L’Europa tira il freno e Giorgia Meloni tira un sospiro di sollievo. Il governo italiano incassa con soddisfazione la retromarcia della Commissione europea: i contro-dazi comunitari — una scure pronta ad abbattersi contro beni americani per 21 miliardi di euro — sono sospesi. Stand-by fino al 1 agosto. Si tratta ancora dunque ed è questo il mantra della premier italiana che ieri (concedendosi una pausa per seguire la finale di Wimbledon) ha trascorso una domenica con il telefono in mano. Contatti e telefonate con i principali leader europei — da Macron al cancelliere Merz — e anche con la Casa Bianca: una nuova telefonata con Donald Trump potrebbe partire in queste ore. «Anche oggi il governo è in stretto contatto con la Commissione europea e con tutti gli attori impegnati nella trattativa sui dazi» fa sapere nel tardo pomeriggio la presidente del Consiglio, poco prima di riversare sui social l’entusiasmo per l’incoronazione inglese di Jannik Sinner. Messaggio fra le righe alle opposizioni che per tutto il giorno hanno accusato la leader del governo di essere «sparita» dopo l’annuncio choc di Trump. «È in modalità aereo: non parla, nemmeno di fronte alla prepotenza del suo amico» l’affondo della segretaria dem Elly Schlein.

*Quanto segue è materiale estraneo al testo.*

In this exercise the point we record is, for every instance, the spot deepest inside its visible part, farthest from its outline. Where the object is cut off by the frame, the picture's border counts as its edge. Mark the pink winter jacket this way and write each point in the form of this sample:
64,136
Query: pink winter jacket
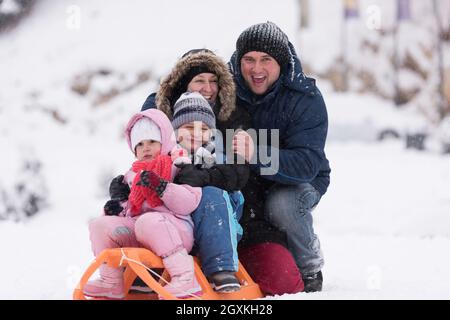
179,200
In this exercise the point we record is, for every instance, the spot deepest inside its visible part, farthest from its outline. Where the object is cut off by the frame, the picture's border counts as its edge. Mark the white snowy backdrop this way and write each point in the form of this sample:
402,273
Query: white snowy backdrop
73,72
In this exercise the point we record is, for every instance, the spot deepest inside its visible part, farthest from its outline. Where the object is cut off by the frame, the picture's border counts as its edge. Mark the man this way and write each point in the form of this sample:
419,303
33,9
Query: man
271,87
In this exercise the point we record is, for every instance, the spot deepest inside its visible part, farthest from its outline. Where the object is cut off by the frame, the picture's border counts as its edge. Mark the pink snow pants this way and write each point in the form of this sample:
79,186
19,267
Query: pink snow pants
161,232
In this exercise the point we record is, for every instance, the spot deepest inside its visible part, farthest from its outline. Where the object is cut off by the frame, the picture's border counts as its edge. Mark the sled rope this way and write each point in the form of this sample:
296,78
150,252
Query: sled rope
124,257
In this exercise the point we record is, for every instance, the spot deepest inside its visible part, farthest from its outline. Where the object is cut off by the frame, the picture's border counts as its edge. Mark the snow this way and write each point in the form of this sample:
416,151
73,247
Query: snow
384,224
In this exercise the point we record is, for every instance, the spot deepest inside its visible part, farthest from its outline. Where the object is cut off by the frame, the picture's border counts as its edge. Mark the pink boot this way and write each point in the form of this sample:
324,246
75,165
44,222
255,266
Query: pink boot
109,285
180,267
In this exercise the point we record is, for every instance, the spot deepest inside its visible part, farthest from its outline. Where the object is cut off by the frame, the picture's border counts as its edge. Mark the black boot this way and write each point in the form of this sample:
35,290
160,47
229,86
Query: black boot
313,283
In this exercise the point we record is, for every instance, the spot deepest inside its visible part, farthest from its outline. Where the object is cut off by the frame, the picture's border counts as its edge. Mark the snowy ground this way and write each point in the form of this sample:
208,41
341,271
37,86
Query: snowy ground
384,224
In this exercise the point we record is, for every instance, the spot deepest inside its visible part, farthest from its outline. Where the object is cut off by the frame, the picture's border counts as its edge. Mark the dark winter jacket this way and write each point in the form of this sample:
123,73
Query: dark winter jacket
294,106
230,177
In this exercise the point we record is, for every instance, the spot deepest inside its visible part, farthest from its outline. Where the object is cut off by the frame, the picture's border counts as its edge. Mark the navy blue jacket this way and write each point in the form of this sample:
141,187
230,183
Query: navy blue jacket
294,106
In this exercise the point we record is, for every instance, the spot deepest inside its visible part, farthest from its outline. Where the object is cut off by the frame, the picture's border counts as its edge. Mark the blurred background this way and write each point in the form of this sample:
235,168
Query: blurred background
73,72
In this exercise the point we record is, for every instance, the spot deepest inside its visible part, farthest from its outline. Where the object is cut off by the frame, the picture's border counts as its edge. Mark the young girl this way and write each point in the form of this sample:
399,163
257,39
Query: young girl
194,123
155,216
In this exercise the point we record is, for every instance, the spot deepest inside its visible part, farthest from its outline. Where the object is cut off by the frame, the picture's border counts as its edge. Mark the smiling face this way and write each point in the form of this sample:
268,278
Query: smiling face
260,71
193,135
206,84
147,150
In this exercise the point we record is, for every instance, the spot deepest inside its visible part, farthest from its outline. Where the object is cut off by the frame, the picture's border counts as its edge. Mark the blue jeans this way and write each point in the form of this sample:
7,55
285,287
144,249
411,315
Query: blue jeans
290,209
217,230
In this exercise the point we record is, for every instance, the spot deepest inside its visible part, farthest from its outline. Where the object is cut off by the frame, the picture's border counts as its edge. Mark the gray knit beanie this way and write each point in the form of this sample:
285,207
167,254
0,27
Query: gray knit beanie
264,37
191,106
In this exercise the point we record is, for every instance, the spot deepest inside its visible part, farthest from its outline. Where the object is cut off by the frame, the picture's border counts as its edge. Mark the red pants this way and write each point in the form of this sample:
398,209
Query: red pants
272,267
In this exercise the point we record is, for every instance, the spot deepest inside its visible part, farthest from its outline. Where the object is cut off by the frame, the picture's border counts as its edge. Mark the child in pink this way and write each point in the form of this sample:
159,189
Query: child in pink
156,215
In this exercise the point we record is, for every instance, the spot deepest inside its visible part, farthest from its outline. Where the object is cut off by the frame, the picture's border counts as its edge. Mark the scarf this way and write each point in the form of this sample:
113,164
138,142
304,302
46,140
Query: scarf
162,166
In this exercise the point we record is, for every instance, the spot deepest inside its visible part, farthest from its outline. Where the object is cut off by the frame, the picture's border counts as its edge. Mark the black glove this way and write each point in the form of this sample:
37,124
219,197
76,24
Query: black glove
118,189
191,175
151,180
112,208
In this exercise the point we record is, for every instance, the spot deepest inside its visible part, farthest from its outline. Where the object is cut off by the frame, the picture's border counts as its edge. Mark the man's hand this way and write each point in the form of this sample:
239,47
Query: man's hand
243,145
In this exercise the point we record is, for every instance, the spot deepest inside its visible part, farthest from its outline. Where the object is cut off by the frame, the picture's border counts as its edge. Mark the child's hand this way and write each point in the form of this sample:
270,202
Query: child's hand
179,155
153,181
112,208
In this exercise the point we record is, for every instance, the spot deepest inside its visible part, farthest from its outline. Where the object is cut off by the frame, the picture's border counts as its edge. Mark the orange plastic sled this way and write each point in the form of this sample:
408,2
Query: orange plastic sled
135,261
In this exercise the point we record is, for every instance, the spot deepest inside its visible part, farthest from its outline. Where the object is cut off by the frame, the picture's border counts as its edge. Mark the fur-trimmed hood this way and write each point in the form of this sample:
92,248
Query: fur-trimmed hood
225,103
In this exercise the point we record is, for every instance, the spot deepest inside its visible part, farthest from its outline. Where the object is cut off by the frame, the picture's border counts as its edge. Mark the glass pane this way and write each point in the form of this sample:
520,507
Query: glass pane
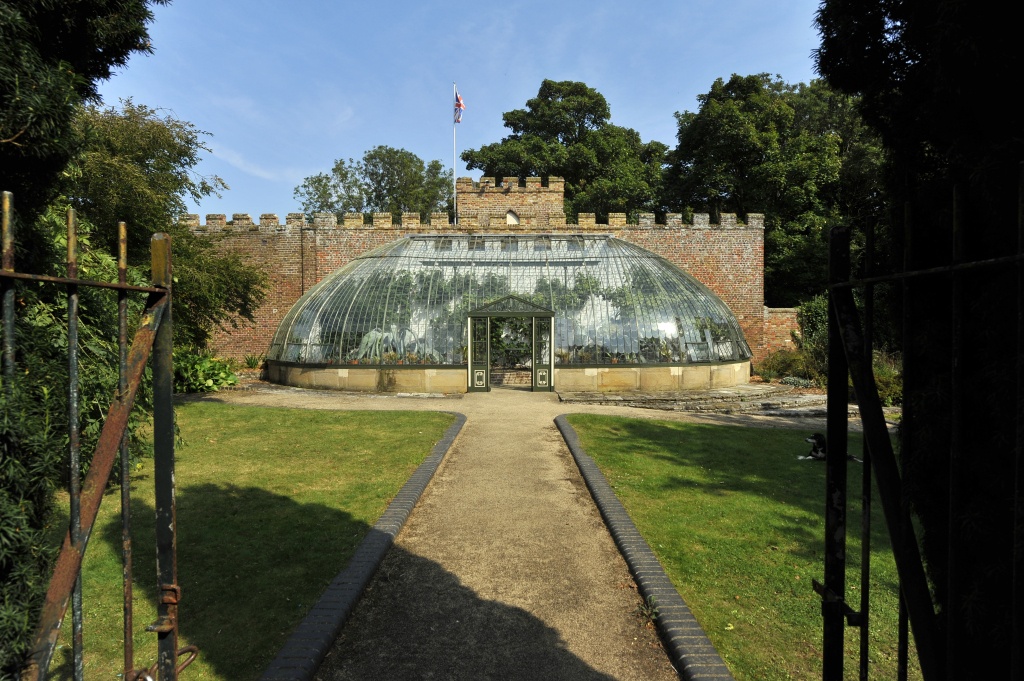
410,300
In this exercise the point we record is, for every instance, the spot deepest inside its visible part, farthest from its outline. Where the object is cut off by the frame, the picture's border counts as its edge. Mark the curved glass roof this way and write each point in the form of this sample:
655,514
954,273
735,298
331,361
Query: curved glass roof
612,302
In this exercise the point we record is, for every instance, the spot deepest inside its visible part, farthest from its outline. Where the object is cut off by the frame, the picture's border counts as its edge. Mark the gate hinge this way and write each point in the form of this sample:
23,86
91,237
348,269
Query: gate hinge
829,599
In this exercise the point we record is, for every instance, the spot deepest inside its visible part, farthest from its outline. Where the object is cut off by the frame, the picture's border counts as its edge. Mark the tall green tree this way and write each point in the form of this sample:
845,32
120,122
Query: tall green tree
385,180
799,154
929,76
53,55
565,131
138,167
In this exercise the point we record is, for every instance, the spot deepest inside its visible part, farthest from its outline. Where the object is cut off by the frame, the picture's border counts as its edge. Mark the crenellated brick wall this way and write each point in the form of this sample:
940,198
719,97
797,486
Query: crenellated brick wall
728,258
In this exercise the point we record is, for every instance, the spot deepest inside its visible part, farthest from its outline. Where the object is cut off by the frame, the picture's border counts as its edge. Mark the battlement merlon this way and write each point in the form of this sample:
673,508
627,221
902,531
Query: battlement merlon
269,222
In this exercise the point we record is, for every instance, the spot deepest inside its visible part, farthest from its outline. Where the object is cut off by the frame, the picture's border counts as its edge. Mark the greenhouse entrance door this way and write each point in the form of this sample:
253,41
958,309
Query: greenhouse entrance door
481,346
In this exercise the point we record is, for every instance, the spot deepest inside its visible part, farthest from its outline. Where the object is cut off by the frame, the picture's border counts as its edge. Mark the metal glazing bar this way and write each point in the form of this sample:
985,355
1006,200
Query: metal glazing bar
74,441
907,555
126,557
7,289
834,590
70,560
166,626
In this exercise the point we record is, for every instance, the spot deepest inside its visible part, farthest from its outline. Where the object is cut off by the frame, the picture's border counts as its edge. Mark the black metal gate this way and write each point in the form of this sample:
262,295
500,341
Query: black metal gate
153,337
937,632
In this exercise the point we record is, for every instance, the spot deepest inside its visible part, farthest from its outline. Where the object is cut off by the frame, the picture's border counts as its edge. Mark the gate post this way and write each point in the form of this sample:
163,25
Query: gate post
166,626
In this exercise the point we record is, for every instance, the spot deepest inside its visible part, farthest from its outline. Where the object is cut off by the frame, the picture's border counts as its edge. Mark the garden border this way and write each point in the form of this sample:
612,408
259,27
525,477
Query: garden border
309,642
687,644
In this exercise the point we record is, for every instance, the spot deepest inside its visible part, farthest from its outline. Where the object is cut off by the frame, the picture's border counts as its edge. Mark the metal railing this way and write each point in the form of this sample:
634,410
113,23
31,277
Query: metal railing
851,339
153,340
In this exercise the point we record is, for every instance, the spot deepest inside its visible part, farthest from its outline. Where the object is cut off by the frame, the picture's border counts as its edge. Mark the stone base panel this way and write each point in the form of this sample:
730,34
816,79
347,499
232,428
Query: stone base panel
568,379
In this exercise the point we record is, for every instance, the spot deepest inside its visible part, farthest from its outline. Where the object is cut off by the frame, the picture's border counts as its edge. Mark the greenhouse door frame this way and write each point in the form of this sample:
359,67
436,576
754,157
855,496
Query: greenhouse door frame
478,342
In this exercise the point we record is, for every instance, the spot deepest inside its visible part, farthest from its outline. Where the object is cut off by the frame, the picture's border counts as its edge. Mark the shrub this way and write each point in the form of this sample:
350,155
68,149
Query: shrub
254,360
798,382
30,455
813,339
787,364
198,371
889,378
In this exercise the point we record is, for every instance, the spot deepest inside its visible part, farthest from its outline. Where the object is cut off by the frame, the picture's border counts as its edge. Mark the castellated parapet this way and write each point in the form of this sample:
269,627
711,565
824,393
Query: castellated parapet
495,221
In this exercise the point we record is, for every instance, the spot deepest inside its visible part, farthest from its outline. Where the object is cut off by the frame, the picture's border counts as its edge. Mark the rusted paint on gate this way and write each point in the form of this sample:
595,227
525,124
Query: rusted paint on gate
70,561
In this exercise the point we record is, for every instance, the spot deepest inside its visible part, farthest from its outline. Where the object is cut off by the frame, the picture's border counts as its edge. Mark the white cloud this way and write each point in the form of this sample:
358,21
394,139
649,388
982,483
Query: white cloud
239,161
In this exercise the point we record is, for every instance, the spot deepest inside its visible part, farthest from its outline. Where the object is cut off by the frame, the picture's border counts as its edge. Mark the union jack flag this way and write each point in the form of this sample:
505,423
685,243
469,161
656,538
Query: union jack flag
460,107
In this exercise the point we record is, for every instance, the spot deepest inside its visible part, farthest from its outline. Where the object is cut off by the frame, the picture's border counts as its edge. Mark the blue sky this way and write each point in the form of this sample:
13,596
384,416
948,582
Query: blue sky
287,88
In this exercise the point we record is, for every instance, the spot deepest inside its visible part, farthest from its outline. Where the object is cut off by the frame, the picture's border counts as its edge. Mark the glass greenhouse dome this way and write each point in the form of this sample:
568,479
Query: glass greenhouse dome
411,302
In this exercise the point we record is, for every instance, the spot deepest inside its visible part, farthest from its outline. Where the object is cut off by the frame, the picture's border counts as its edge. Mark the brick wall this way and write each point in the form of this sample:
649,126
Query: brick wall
779,325
728,258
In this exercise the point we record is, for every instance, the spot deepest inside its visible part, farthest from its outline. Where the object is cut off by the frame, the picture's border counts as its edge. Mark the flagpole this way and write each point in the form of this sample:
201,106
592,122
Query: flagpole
455,195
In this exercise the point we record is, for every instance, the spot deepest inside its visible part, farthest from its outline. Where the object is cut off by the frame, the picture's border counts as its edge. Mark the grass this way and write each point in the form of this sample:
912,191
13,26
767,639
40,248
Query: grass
737,522
270,506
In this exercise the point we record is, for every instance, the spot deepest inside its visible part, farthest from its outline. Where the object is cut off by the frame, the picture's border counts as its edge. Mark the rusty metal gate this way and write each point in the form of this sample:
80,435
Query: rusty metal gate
851,340
154,337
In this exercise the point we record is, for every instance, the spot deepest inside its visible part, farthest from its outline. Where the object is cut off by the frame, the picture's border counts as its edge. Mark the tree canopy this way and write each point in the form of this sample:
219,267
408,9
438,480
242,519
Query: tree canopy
385,180
798,154
138,167
53,55
565,131
930,76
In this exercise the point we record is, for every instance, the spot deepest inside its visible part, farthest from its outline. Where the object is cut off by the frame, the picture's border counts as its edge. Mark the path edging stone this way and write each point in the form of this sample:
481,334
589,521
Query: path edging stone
305,648
687,644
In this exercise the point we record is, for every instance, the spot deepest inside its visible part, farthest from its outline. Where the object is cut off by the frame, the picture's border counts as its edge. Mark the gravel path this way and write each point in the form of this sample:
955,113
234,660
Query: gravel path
505,568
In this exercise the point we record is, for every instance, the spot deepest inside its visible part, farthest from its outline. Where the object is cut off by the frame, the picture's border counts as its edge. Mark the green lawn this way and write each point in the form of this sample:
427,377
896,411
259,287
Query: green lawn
737,522
270,506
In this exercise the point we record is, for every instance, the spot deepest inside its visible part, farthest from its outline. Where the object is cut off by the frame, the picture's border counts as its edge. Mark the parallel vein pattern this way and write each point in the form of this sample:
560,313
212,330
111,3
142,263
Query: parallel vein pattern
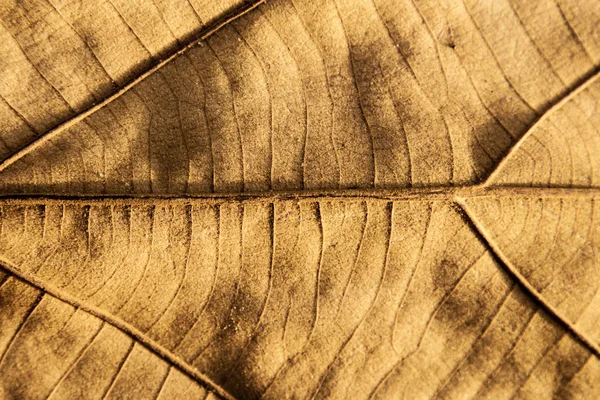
52,350
329,94
59,57
307,298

Ci mette il carico il presidente del Movimento Cinque Stelle Giuseppe Conte: «Chiamate ‘Chi l’ha visto?’. Dopo aver sbandierato un suo ruolo centrale nelle trattative con Trump per zero dazi, ora che arrivano le letterine con i dazi al 30% Meloni è sparita». Dietro le quinte a Palazzo Chigi si lavora per scongiurare il peggio. Da un lato le telefonate di Meloni e del ministro degli Esteri Antonio Tajani — che ieri ha sentito il commissario Sefcovic e il ministro spagnolo dell’Economia Carlos Cuerpo Caballero, “falco” a favore di una risposta dura e immediata dell’Ue — per raffreddare le “teste calde” europee. Pompieri in campo, insomma, anche se mettere d’accordo ventisette Stati membri non sarà affatto una passeggiata. Dall’altro il canale sempre aperto con lo Studio Ovale e il suo inquilino. «Una guerra commerciale interna all’Occidente ci renderebbe tutti più deboli di fronte alle sfide globali che insieme affrontiamo» ha fatto sapere ieri in una nota Meloni — L’Europa ha la forza economica e finanziaria per far valere le proprie ragioni e ottenere un accordo equo e di buon senso. L’Italia farà la sua parte. Come sempre». Tradotto: nessuno smarcamento, per ora, dal fronte europeo. Tanto più dopo il passo indietro di Ursula von der Leyen sulle contro-tariffe, caldeggiato fra gli altri dalla premier italiana in un vis-a-vis giovedì a Roma, fra gli stand della Conferenza per la ricostruzione dell’Ucraina all’Eur.

LA RETE EUROPEA

Tutto si muove in fretta. Ai piani alti dell’esecutivo permangono dubbi e scetticismo sul “metodo negoziale” della Commissione europea. In settimana il commissario al Commercio Sefcovic sarà a Roma, oggi Tajani partirà alla volta di Washington per incontrare tra gli altri l’omologo Rubio e il segretario al Commercio Howard Lutnick. Nel mirino, a Roma, l’approccio troppo “tecnico” e troppo poco “politico” seguito in questi mesi dall’Ue nelle trattative negoziali con il Tycoon americano. Di qui una convinzione che monta e viene trasferita agli alleati nel via vai di telefonate. Perché non siglare subito, entro agosto, un accordo quadro sui dazi e rimandare a un secondo momento i negoziati di dettaglio sulle singole filiere economiche? Ci è riuscito il Regno Unito di Keir Starmer — complice la “special relationship” fra Londra e Washington — con un dazio del 10 per cento solo su alcune filiere, ad esempio l’auto e l’aerospazio, rinviando a trattative successive le negoziazioni su altri settori, come l’acciaio. Troppo bello per essere vero? Il tempo dirà. Meloni chiede intanto ai partner europei di evitare reazioni emotive alla scure di Trump. O “falli di reazione” come a Palazzo Chigi bollano la proposta di Macron di attivare il meccanismo di coercizione Ue, il vero “bazooka” europeo contro l’economia americana. Due settimane sull’ottovolante tra Europa e Usa. Poi il momento della verità.